Le round-up de l’info : situation sécuritaire au Burkina

# Opérations des FDS : des présumés terroristes mis hors d’état de nuire

Dans la nuit du vendredi 5 avril dernier, les Forces de défense et de sécurité (FDS) ont mené une opération anti-terroriste à Bokélé, village de la commune de Kelbo (province du Soum). Cette opération a permis de mettre hors d’état de nuire une dizaine d’individus d’un groupe terroriste.
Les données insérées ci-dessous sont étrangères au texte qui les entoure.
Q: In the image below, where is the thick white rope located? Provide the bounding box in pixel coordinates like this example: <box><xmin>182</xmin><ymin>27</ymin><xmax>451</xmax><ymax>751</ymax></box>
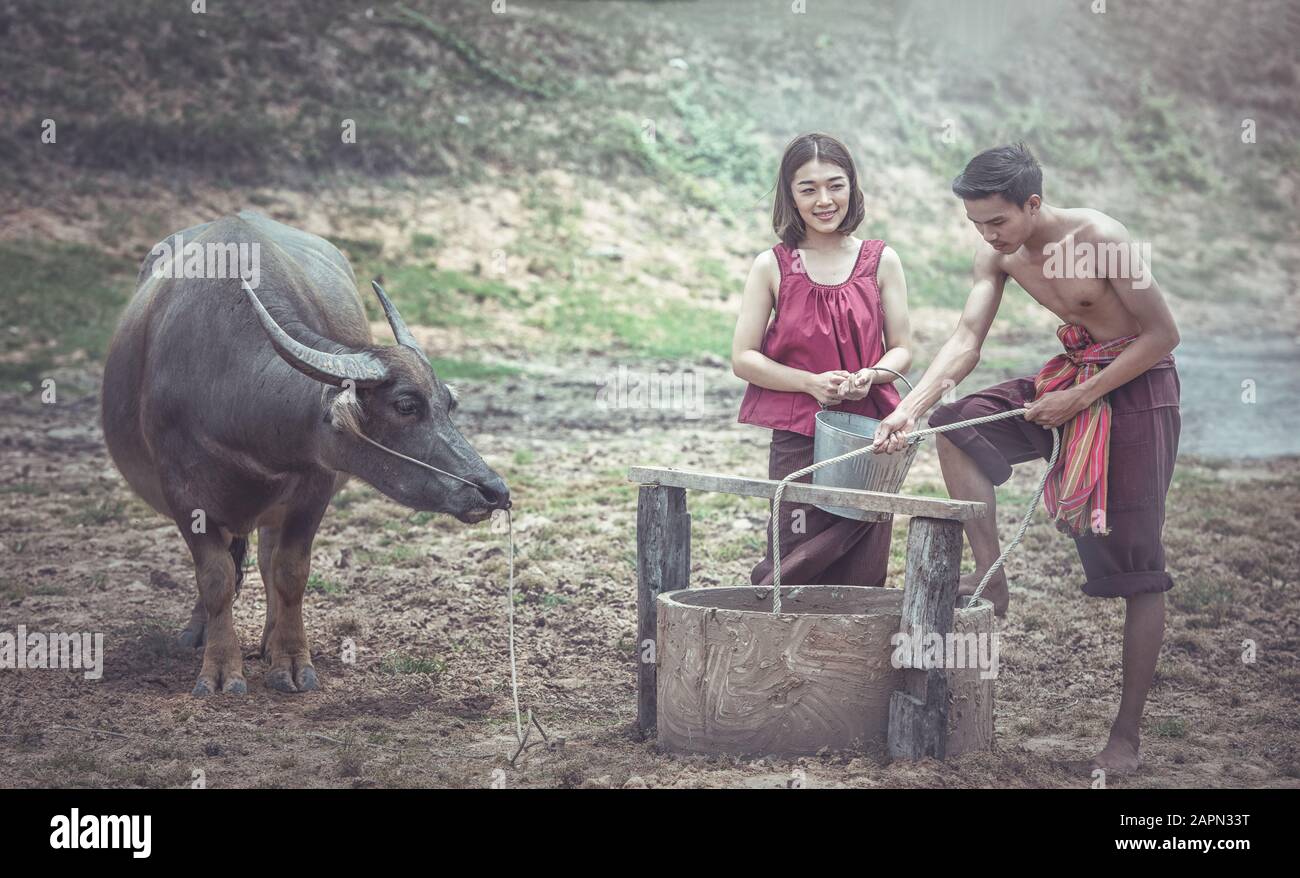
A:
<box><xmin>506</xmin><ymin>509</ymin><xmax>532</xmax><ymax>743</ymax></box>
<box><xmin>771</xmin><ymin>408</ymin><xmax>1061</xmax><ymax>613</ymax></box>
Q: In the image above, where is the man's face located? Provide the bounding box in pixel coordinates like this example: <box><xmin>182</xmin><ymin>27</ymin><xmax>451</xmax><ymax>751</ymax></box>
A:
<box><xmin>962</xmin><ymin>195</ymin><xmax>1041</xmax><ymax>254</ymax></box>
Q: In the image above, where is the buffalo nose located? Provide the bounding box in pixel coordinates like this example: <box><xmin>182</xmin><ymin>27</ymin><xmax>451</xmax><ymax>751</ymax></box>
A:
<box><xmin>478</xmin><ymin>479</ymin><xmax>510</xmax><ymax>509</ymax></box>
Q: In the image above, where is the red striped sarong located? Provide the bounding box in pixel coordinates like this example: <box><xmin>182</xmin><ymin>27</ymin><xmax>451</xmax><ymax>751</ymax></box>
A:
<box><xmin>1034</xmin><ymin>323</ymin><xmax>1170</xmax><ymax>536</ymax></box>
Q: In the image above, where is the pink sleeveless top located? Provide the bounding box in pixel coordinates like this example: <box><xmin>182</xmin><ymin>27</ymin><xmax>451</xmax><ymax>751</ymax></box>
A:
<box><xmin>738</xmin><ymin>241</ymin><xmax>900</xmax><ymax>436</ymax></box>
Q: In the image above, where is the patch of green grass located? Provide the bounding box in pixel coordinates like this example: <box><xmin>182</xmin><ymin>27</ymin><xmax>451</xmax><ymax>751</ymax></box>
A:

Selon des sources concordantes, ces assaillants projetaient de perpétrer une attaque terroriste à Yirgou, dans la commune de Barsalogho.

En rappel, c’est dans cette localité que des individus armés non encore identifiés, avaient assassiné le 1er janvier 2019, Kouka Zabré, son chef coutumier et par ailleurs doyen des conseillers municipaux de la commune de Barsalogho, et cinq membres de sa famille. Un déchaînement de violence s’en était suivi causant la mort de plusieurs dizaines de personnes. ( source : L’observateur Paalga)

 

# L’association « le Tocsin » dénonce les violences inter-communautaires.

Dans une déclaration signée le 5 avril, le tocsin interpelle la conscience des Burkinabè sur les graves dérives liées aux violences inter-communautaires répétitives, notamment à Yirgou, et plus récemment à Aribinda.

Le vice-président de l’association le tocsin invite les burkinabè à rester vigilants« Ne nous trompons pas d’ennemis ou d’adversaires. Refusons l’autoflagellation, les tueries fratricides. Arrêtons le cycle de violences inter-communautaires. », a-t-il dit. (Source : Lefaso.net)

 

# L’opposition politique burkinabè inquiète de la situation sécuritaire du pays

A l’issue d’une rencontre avec le président Roch Marc Christian Kaboré le 4 avril dernier, l’opposition politique s’est dit « inquiète » de la multiplication des affrontements inter-communautaires au Burkina Faso, après des représailles consécutives à une attaque jihadiste ayant fait 62 morts à Arbinda dans le nord du pays.

‘’Nous sommes inquiets de ce que notre pays qui était un havre de paix et d’harmonie entre des dizaines d’ethnies se retrouve aujourd’hui le théâtre d’affrontements qu’on ne saurait trop qualifier et qui mettent en face, l’un de l’autre, certaines communautés’’, a déclaré le chef de file de l’opposition Zéphirin Diabré. ‘’Il y’a malheureusement dans notre pays, depuis quelques temps un certain nombre d’évènements de cette nature qui nous interpelle très fortement, sur notre vécu ensemble, allié à notre combat contre le terrorisme’’, a-t-il indiqué.

Soixante-deux personnes ont été tuées entre dimanche et mardi lors d’attaques terroristes suivies d’affrontements inter-communautaires dans la commune d’Arbinda (nord du Burkina Faso), frontalière du Mali, selon un nouveau bilan officiel. Début janvier, 48 personnes selon le gouvernement et plus de 200 selon la société civile, ont été tuées lors de représailles contre la communauté peule, après l’attaque du village de Yirgou (centre) attribuée aux terroristes.